Sunday before the Nativity

22 December 2019


When people are out of sorts, the last thing they usually want to hear is bad news. On the contrary, they want some good news, to give them a lift, to give them the courage to get on with life. Incontrovertible proof of this truth is the recent change of circumstance of many of our fellow citizens [His Eminence is referring to the catastrophic economic and social crisis to which Greece is being subjected]. You hear lots of people saying, for example: ‘I just don’t want to watch the news any more… it’s all so depressing’. Or, on the other hand, they shout: ‘At last, some good news… That’s made my day… It’s put me in a good mood’.

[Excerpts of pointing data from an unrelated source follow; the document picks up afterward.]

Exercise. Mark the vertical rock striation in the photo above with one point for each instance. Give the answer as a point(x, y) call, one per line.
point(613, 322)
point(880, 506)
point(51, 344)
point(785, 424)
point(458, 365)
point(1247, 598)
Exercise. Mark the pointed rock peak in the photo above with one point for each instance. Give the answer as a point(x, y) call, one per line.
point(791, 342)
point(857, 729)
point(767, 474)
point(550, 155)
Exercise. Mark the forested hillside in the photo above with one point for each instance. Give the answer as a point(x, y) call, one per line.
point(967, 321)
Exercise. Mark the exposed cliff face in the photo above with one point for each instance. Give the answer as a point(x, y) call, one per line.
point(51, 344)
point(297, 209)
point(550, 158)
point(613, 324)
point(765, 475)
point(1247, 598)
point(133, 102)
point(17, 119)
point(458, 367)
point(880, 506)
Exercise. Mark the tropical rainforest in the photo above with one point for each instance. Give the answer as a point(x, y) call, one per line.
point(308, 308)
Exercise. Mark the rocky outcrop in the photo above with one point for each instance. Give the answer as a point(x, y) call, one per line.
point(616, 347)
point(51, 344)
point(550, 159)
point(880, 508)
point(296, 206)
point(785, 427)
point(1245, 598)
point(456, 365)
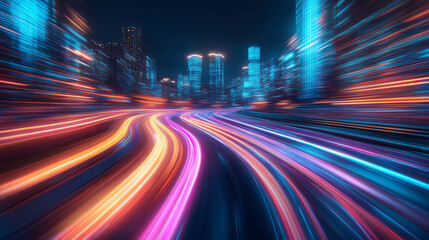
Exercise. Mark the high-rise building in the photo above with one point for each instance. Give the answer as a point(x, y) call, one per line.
point(151, 75)
point(183, 86)
point(314, 47)
point(216, 77)
point(268, 76)
point(132, 42)
point(195, 72)
point(382, 51)
point(133, 53)
point(252, 85)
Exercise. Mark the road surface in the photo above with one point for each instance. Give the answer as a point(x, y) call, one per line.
point(212, 174)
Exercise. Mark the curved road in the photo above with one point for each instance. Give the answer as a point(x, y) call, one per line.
point(212, 174)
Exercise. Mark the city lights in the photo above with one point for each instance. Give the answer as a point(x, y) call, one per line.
point(283, 119)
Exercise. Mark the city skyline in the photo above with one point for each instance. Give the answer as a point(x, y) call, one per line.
point(214, 119)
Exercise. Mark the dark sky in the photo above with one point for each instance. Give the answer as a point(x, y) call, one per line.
point(172, 29)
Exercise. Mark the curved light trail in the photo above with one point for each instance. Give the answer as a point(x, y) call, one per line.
point(205, 174)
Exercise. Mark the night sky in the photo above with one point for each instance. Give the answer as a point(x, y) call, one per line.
point(173, 29)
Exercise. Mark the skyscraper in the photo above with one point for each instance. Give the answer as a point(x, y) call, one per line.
point(217, 77)
point(314, 47)
point(132, 42)
point(151, 75)
point(194, 72)
point(132, 45)
point(183, 86)
point(252, 85)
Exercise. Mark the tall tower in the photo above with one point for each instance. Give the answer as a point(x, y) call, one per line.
point(314, 47)
point(151, 75)
point(194, 71)
point(132, 45)
point(252, 86)
point(217, 77)
point(132, 42)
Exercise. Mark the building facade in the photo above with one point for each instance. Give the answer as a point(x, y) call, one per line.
point(315, 49)
point(195, 68)
point(216, 77)
point(252, 91)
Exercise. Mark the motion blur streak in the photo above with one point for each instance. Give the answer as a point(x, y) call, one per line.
point(137, 174)
point(62, 163)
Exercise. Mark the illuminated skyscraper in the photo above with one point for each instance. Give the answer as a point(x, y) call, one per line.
point(217, 77)
point(132, 45)
point(132, 42)
point(194, 72)
point(151, 75)
point(252, 84)
point(314, 47)
point(183, 86)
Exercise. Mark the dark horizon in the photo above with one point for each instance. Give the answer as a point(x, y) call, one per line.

And while we’re on the lookout for some joyful news, along come the holidays. People who are tired and dejected seek a change of mood within the spirit of the festive season. In the Christmas lights, the decorated trees, the glitter, they hope to find a light, a ray of joy which will dispel the gloom and the pessimism. But will they manage to?

Maybe, maybe not. They certainly won’t achieve much, though, if they dwell solely on the superficialities of the festive atmosphere, if they’re concerned only with the externals. Because behind this shell which people construct every year as a change in their routine there’s a unique event which often enough they pass over or don’t stop to think about.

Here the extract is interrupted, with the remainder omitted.